[Haskell-cafe] Re: Is curryfication practical with dynamic scope?
Loup Vaillant
loup.vaillant at gmail.com
Sun Apr 26 17:00:47 EDT 2009
Well, 2 things: first, I meant "currying". second, I found the answer: no.
Under dynamic typing, the reduction steps are:
(\a -> \b -> a) 1 2
(\b -> a) 2 -- the substitution don't occur right away (that would be
lexical scope)
a
?? "a" is not in the environment!!
Sorry for the noise.
PS: In a meta interpreter, lexical scope seems to be actually easier
to implement than dynamic scope.
2009/4/26 Loup Vaillant <loup.vaillant at gmail.com>:
> Hi, can this code
>
> (\a -> \b -> a) 1 2
>
> eval to normal form in a strict language with dynamic scope?
>
> Thanks,
> Loup
>
>
> PS: some context:
>
> I am currently implementing a toy language.
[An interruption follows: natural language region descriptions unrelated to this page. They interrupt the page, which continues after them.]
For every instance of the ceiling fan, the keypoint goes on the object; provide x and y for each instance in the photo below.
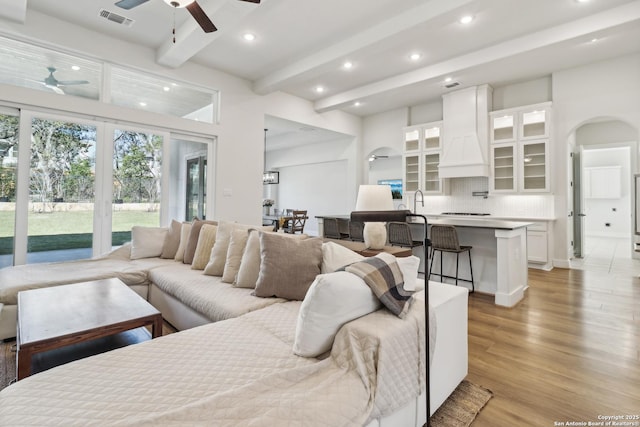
(191, 5)
(54, 84)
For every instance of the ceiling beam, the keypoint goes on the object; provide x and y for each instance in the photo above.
(374, 34)
(14, 10)
(581, 27)
(191, 39)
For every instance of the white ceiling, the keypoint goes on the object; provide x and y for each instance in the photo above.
(301, 44)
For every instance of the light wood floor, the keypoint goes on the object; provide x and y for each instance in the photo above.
(570, 351)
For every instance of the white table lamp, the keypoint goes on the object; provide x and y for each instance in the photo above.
(374, 198)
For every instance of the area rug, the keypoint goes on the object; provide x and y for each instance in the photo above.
(462, 407)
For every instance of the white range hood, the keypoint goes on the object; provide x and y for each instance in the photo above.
(465, 145)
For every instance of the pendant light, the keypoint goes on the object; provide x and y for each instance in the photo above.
(268, 177)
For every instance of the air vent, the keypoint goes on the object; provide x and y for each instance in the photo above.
(114, 17)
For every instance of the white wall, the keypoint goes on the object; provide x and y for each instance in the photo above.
(524, 93)
(317, 188)
(238, 185)
(607, 89)
(317, 177)
(615, 211)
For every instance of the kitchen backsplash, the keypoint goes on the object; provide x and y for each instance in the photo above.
(461, 199)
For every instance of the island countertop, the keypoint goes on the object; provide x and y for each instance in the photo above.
(496, 224)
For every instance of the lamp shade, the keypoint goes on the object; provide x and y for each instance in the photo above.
(374, 198)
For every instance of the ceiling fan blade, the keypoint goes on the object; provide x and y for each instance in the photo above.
(72, 82)
(56, 89)
(201, 18)
(129, 4)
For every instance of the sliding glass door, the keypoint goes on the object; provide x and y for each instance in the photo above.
(9, 128)
(61, 190)
(137, 182)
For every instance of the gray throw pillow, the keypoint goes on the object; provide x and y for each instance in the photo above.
(287, 266)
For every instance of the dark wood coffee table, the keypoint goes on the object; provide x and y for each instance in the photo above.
(60, 316)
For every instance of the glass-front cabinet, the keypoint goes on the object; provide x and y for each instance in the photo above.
(432, 178)
(534, 166)
(503, 167)
(421, 158)
(411, 167)
(519, 149)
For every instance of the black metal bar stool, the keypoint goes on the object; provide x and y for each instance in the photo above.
(444, 238)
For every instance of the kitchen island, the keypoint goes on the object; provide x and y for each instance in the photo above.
(498, 257)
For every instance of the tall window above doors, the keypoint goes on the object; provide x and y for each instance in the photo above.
(35, 67)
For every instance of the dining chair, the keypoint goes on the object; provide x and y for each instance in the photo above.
(331, 229)
(444, 239)
(296, 222)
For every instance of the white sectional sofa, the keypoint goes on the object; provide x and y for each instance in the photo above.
(188, 298)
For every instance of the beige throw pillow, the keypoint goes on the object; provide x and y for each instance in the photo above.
(237, 244)
(206, 240)
(250, 264)
(287, 266)
(215, 267)
(185, 230)
(146, 242)
(171, 240)
(192, 241)
(249, 269)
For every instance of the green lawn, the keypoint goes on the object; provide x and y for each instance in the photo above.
(70, 230)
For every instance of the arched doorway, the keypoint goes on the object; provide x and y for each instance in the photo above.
(603, 160)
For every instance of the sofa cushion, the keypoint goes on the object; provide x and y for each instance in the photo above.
(287, 266)
(336, 256)
(192, 241)
(185, 230)
(207, 295)
(237, 244)
(332, 300)
(249, 270)
(215, 267)
(146, 242)
(206, 240)
(171, 240)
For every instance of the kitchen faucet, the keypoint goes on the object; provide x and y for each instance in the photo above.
(415, 199)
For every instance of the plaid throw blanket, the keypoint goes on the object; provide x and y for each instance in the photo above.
(383, 275)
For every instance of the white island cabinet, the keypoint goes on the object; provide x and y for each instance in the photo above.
(498, 257)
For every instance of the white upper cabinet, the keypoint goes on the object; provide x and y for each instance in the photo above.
(520, 149)
(412, 138)
(421, 158)
(503, 127)
(534, 122)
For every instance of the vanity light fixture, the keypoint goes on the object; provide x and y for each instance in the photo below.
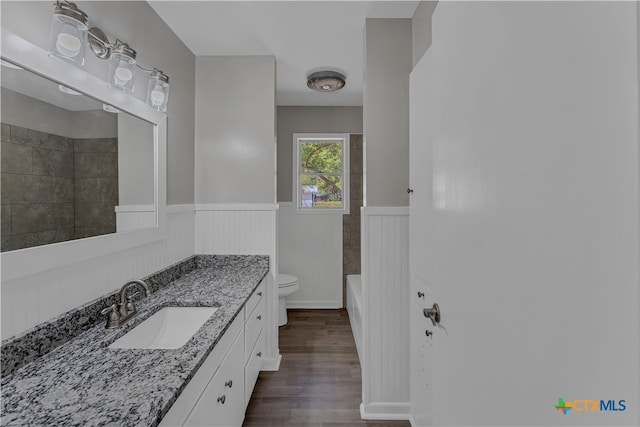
(122, 67)
(68, 33)
(110, 108)
(69, 36)
(68, 90)
(326, 81)
(158, 90)
(8, 64)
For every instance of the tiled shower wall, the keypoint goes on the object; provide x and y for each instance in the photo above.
(55, 188)
(351, 222)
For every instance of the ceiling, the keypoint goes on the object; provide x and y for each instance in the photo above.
(304, 36)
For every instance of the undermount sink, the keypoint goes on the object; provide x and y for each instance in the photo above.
(171, 327)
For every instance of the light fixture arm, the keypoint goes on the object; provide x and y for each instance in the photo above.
(99, 43)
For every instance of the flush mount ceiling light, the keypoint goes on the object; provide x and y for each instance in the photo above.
(326, 81)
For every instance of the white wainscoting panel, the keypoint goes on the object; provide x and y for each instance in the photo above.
(133, 217)
(245, 229)
(30, 300)
(385, 316)
(310, 248)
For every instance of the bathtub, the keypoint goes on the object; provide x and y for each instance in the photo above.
(354, 308)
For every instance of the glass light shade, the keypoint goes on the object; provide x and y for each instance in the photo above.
(122, 71)
(158, 91)
(68, 34)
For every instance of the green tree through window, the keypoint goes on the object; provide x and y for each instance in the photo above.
(321, 173)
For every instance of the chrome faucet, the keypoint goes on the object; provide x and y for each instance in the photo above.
(118, 314)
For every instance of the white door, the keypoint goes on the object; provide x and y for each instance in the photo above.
(524, 166)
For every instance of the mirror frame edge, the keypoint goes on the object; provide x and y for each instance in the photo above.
(28, 261)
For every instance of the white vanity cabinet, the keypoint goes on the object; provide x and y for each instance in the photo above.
(254, 339)
(217, 396)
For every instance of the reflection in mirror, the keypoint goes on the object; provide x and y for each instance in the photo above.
(69, 168)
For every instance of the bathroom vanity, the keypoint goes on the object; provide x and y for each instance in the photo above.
(207, 381)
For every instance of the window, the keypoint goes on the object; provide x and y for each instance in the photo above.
(321, 167)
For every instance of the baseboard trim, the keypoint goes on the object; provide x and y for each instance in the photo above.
(272, 363)
(315, 304)
(385, 411)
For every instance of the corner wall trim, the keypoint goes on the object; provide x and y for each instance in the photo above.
(385, 411)
(314, 304)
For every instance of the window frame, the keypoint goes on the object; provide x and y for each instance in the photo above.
(345, 137)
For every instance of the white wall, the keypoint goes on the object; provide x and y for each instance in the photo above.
(136, 23)
(531, 118)
(308, 120)
(421, 29)
(310, 248)
(31, 113)
(135, 161)
(388, 60)
(31, 300)
(385, 318)
(235, 129)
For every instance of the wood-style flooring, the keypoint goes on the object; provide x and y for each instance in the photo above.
(319, 383)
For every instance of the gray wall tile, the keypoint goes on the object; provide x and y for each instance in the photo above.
(99, 145)
(26, 189)
(87, 190)
(6, 132)
(101, 165)
(33, 218)
(20, 135)
(50, 193)
(5, 216)
(12, 243)
(63, 190)
(16, 158)
(98, 215)
(53, 236)
(78, 165)
(109, 190)
(52, 162)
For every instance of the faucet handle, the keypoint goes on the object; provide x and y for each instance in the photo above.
(114, 317)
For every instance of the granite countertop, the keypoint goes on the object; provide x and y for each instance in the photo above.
(84, 383)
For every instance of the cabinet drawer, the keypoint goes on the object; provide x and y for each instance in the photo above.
(254, 299)
(252, 328)
(253, 368)
(222, 403)
(184, 404)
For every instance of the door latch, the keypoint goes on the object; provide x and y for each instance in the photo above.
(433, 314)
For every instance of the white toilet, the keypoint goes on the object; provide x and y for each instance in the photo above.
(287, 284)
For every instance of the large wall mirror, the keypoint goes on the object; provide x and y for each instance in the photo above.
(72, 167)
(83, 165)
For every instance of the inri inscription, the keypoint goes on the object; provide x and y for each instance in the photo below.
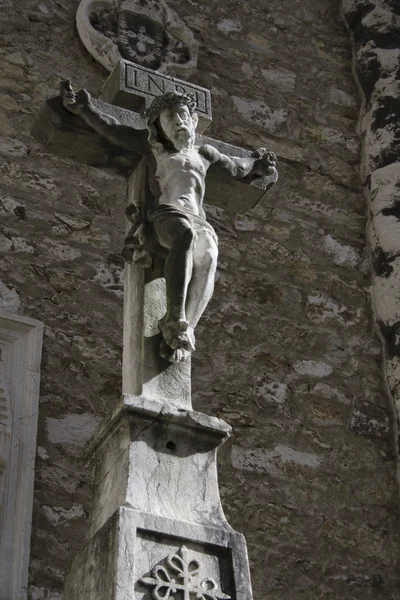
(134, 87)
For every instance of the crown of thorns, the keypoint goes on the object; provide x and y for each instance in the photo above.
(168, 100)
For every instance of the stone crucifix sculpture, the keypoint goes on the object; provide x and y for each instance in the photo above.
(176, 218)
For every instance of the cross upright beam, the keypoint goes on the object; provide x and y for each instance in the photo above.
(156, 509)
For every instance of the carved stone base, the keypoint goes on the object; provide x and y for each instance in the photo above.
(137, 556)
(157, 527)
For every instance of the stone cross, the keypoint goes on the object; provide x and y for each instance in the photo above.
(157, 507)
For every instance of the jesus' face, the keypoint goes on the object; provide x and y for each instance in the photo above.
(178, 125)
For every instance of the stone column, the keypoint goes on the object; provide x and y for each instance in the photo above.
(157, 527)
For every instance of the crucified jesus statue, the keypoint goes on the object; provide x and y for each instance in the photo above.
(177, 217)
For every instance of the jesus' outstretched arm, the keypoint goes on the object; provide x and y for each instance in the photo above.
(80, 103)
(259, 163)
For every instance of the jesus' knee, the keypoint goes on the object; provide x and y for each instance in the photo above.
(207, 253)
(184, 237)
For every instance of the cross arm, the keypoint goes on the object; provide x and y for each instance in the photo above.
(257, 168)
(108, 126)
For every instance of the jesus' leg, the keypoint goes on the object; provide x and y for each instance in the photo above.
(201, 287)
(177, 235)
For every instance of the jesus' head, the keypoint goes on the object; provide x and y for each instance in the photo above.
(172, 117)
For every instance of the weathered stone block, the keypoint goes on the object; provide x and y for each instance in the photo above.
(134, 87)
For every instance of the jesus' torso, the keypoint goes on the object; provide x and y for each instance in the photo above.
(181, 177)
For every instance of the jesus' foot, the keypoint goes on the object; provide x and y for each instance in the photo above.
(174, 356)
(177, 334)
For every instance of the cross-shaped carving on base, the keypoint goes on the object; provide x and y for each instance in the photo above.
(186, 579)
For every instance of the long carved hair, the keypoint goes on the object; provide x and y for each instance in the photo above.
(157, 139)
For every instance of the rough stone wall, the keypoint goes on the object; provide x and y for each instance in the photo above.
(286, 351)
(375, 29)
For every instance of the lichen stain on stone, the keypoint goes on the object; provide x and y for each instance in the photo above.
(392, 211)
(381, 263)
(391, 335)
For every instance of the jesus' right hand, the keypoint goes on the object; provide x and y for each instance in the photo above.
(73, 101)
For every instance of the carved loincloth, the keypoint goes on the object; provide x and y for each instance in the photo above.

The AST is this one:
>
> data whnf = -- Weak Head Normal Form
> | Unit
> | Int of int
> | Bool of bool
> | Prim of (whnf -> whnf) -- curried
> | Fun of string * expr -- curried
>
> data expr =
> | Whnf of whnf
> | Var of string
> | App of expr * expr
> | If of expr * expr * expr
>
> Dynamic typing, dynamic scope, and, as you can see, functions have to
> be curried. I plan to implement lexical scope.